We have a group of 2 female Red Ruffed Lemurs here at the park. Dominant female Suzzie & her twin sister Steevie.
You can find out more about our lovely Lemurs at our 11am Lemur talk at the Ring-Tailed Lemurs enclosure located in our Main Primate Area.
Red Ruffed Lemurs are restricted to the forests of the Masoala Peninsula near Maroantsetra in northeastern Madagascar.
In the wild they eat fruit, seeds, leaves and nectar.
They are highly social and live in groups varying in size from 2 up to 32 individuals. Females are dominant within the groups.
Red Ruffed Lemur females usually give birth to twins or triplets, but can have litters of up to 6 babies.
Major threats to Red Ruffed Lemurs are habitat destruction, poaching for meat & fur, and illegal logging.

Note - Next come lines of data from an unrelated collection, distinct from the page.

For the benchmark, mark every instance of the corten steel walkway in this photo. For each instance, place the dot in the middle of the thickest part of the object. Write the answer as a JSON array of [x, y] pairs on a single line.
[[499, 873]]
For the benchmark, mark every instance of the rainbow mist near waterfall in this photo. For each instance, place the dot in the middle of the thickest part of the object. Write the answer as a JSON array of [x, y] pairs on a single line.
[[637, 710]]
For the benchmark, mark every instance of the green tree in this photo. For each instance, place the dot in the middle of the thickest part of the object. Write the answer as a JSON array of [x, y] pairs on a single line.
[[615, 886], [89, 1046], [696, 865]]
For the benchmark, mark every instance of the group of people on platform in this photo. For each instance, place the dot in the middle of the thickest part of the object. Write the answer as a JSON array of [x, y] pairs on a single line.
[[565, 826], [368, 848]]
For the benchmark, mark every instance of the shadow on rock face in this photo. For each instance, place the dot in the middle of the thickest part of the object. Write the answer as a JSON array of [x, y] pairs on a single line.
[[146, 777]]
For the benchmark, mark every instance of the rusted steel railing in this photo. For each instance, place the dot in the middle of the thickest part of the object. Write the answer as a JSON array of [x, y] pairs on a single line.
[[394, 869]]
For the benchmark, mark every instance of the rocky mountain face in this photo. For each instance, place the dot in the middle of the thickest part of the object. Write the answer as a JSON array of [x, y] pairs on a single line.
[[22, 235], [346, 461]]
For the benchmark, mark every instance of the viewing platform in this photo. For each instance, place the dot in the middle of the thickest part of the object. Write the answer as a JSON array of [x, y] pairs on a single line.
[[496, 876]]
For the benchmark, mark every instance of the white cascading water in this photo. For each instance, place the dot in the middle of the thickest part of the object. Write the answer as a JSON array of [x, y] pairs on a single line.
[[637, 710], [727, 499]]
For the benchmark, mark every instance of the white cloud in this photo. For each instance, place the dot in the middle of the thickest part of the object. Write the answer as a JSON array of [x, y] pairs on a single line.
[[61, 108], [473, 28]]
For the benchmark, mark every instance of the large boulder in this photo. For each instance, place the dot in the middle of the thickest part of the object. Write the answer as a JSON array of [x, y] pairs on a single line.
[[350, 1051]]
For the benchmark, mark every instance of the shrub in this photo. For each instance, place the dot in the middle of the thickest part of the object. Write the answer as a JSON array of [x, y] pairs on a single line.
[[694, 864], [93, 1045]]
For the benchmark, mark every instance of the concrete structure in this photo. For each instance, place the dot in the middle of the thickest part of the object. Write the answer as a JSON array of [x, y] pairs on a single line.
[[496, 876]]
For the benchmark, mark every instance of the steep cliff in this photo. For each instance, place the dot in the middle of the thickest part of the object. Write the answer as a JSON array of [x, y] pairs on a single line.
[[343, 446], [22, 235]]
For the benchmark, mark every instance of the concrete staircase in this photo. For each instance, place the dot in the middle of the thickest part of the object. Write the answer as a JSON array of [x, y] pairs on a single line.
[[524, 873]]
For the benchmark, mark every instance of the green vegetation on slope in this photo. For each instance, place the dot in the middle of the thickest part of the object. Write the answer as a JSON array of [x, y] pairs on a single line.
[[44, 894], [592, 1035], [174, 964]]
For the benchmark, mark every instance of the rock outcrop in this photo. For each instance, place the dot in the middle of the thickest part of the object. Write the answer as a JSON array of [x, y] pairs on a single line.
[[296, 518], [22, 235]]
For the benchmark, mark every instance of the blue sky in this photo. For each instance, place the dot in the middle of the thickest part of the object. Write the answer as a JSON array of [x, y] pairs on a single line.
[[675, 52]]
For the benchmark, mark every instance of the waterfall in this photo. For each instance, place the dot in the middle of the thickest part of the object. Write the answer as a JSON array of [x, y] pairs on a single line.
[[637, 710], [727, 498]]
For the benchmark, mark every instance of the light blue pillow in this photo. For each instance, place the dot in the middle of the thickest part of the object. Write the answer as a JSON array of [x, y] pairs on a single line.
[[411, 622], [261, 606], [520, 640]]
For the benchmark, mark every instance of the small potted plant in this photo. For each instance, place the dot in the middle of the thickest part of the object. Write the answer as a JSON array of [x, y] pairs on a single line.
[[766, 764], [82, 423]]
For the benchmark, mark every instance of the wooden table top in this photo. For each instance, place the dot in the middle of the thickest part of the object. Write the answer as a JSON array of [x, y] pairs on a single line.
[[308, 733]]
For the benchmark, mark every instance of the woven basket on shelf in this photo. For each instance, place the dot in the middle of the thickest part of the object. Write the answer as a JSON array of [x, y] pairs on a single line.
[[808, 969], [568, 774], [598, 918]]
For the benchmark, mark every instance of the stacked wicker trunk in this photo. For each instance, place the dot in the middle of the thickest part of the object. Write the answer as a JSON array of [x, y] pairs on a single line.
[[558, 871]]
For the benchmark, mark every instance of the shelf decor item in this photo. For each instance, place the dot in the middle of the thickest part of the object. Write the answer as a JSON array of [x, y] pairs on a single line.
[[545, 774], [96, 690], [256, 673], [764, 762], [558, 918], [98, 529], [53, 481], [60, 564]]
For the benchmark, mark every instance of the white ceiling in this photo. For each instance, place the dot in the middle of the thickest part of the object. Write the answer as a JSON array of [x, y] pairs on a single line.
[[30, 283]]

At the park, we raise money for Lemur Love, a charity working out in Madagascar to help save Lemurs. You can find more info >> HERE <<
When appropriate flowers are available, the Lemurs eagerly feed on nectar by sticking their long noses deep into the flower. During this feeding, the flowers are not harmed, but the Lemur’s snouts become coated with pollen, which is then transported to other flowers. Thus, for certain species of plants in the tropical forests of Madagascar, the Red Ruffed Lemur is an important pollinator.